Em câmara lenta


A sala está cheia.

Todos nós, homens e mulheres, vestimos roupas de cores mortiças. Preto, beije, castanho e cinzento são as tonalidades dominantes.

Por mais que tenhamos lutado, de manhã, em frente ao espelho, mexido e remexido o roupeiro, foram estas as cores que trouxemos connosco.

A luta contra a permanência das nuvens escuras da estação nas nossas vidas não está a surtir os efeitos devidos. Elas não nos abandonam e colam-se às nossas vestes, aos nossos semblantes, aos nossos estados de espírito.

Aqui estamos, em bloco sorumbático, de olhos cravados nas folhas, no quadro e no horizonte, que tantas vezes corresponde a um mero ponto focado na parede da frente, à malha que se abriu nas meias rendadas da colega em frente e insistem em percorrer-lhe as pernas!

Ela entra na sala, já depois da hora e espalha uma agradável mistura de cheiro a flores e chuva  pelo ar.

A visão daquela mulher, de finos cabelos loiros escorridos, ancas generosas, de vestido verde, floral, fluído, ligeiramente drapeado na zona da cintura, coberta por um casaco acolchoado verde de corte imaculado,  punhos roxos elegantes, faz esquecer o vendaval lá fora, as duas horas passadas entre transportes públicos para ali chegar, o remoinho de vento que se formou à entrada do prédio e quase a impediu de andar.

É só um vento mau...vai passar!

Os olhos do mulherio desprendem-se das secretárias, das letras, dos conteúdos, para contemplar a forma, a miragem daquela flor viçosa que desabrochou num tristonho dia de inverno, para gáudio nosso.

Não se sabe se para os homens a entrada foi assim tão triunfal, mas para nós, mulheres, que olhamos umas para as outras, notamos o que poderia ter sido vestido, o que está em falta, o que é excessivo e comentamos, invejamos ou deixamo-nos inspirar umas pelas outras, este foi o acontecimento.

De repente, na gravata do homem em frente, que parecia desdotada de qualquer interesse, já se fazem notar umas pequenas frases, escritas a dourado sobre a base bordeaux. Do fato cinzento escuro sobressaem as riscas cinza finas, que lhe dão um certo requinte.

Os olhos encovados da mulher de casaco grosso parecem ganhar brilho.

As cores começam a aparecer, em câmara lenta, e o dia ganha luz.


Comentários

  1. Há homens que dizem que, as mulheres, pela manhã, perdem tempo a pensar no que vão vestir, sómente em prol de agradarem aos homens!
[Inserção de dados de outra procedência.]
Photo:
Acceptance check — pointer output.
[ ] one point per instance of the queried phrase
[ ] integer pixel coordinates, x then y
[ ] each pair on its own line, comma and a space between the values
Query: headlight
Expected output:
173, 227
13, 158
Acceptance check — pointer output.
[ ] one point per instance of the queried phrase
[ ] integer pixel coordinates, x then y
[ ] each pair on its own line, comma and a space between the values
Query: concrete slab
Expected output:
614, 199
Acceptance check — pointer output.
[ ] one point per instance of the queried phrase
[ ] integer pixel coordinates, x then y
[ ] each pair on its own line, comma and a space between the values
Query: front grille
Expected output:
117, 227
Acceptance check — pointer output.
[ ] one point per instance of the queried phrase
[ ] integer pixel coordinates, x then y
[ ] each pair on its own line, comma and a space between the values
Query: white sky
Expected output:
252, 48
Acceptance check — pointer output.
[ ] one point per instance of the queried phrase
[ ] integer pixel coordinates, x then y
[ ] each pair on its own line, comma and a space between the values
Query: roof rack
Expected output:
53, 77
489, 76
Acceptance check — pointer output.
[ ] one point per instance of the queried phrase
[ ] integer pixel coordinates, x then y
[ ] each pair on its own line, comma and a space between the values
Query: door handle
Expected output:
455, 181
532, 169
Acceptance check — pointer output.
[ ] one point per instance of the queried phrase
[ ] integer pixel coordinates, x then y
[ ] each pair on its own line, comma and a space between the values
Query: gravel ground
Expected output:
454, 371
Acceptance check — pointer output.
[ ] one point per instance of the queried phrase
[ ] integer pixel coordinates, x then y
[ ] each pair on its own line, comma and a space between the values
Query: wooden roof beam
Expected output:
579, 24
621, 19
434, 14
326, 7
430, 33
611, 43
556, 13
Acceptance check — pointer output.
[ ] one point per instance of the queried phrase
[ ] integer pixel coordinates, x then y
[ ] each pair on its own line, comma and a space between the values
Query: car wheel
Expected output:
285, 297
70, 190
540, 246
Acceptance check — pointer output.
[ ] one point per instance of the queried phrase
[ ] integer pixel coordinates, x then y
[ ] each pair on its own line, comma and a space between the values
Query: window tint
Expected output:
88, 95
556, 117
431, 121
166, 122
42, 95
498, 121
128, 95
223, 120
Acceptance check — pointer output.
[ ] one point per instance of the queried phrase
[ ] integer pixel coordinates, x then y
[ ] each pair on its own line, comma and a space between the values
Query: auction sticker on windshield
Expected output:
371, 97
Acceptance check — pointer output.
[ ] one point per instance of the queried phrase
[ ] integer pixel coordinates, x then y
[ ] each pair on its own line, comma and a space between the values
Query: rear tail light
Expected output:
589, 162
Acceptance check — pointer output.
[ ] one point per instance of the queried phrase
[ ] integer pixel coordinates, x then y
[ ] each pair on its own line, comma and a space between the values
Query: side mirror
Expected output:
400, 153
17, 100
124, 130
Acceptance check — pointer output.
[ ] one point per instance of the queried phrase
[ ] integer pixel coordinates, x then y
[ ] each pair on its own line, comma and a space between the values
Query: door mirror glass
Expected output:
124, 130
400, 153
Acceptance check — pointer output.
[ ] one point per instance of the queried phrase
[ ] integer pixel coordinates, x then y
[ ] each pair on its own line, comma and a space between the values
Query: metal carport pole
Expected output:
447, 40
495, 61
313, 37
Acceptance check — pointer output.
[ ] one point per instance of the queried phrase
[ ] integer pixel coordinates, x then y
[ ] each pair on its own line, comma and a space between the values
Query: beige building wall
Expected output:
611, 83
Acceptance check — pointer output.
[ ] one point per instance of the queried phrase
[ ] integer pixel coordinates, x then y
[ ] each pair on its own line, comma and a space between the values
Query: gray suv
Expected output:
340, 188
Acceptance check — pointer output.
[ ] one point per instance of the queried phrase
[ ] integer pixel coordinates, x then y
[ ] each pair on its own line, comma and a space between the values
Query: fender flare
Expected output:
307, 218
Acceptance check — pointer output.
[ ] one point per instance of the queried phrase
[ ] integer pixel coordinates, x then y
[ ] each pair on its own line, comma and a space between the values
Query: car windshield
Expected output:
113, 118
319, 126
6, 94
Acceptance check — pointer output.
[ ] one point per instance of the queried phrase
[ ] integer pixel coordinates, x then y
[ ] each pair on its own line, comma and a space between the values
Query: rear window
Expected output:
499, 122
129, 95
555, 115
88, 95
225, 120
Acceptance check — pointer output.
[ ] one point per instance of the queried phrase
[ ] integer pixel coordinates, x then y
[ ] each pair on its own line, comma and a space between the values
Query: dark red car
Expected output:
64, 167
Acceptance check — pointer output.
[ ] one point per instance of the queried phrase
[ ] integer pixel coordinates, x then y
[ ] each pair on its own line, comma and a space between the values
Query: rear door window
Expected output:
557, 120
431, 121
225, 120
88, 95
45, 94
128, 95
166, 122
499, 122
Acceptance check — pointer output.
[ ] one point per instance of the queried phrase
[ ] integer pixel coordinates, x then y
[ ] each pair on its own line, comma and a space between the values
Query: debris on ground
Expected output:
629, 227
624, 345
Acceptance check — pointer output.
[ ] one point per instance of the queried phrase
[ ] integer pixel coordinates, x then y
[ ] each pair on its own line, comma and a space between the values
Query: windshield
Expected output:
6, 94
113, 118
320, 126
Estão redondamente enganados!
    Em regra, a grande maioria das mulheres, pensa em agradar, apenas e só às outras mulheres.
    Entram com aquele ar de CHEGUEI a aguardarem um olhar, quiçá, invejoso, malicioso, extasiado, aprovador...tudo é possível.
    Existem,contudo, exeções à regra. Mulheres que se vestem para agradar ao homem pelo qual se estão a deixar conquistar, ou que desejam conquistar, e as que se vestem única e exclusivamente para agradar a si próprias!
    São estas as mulheres que eu admiro!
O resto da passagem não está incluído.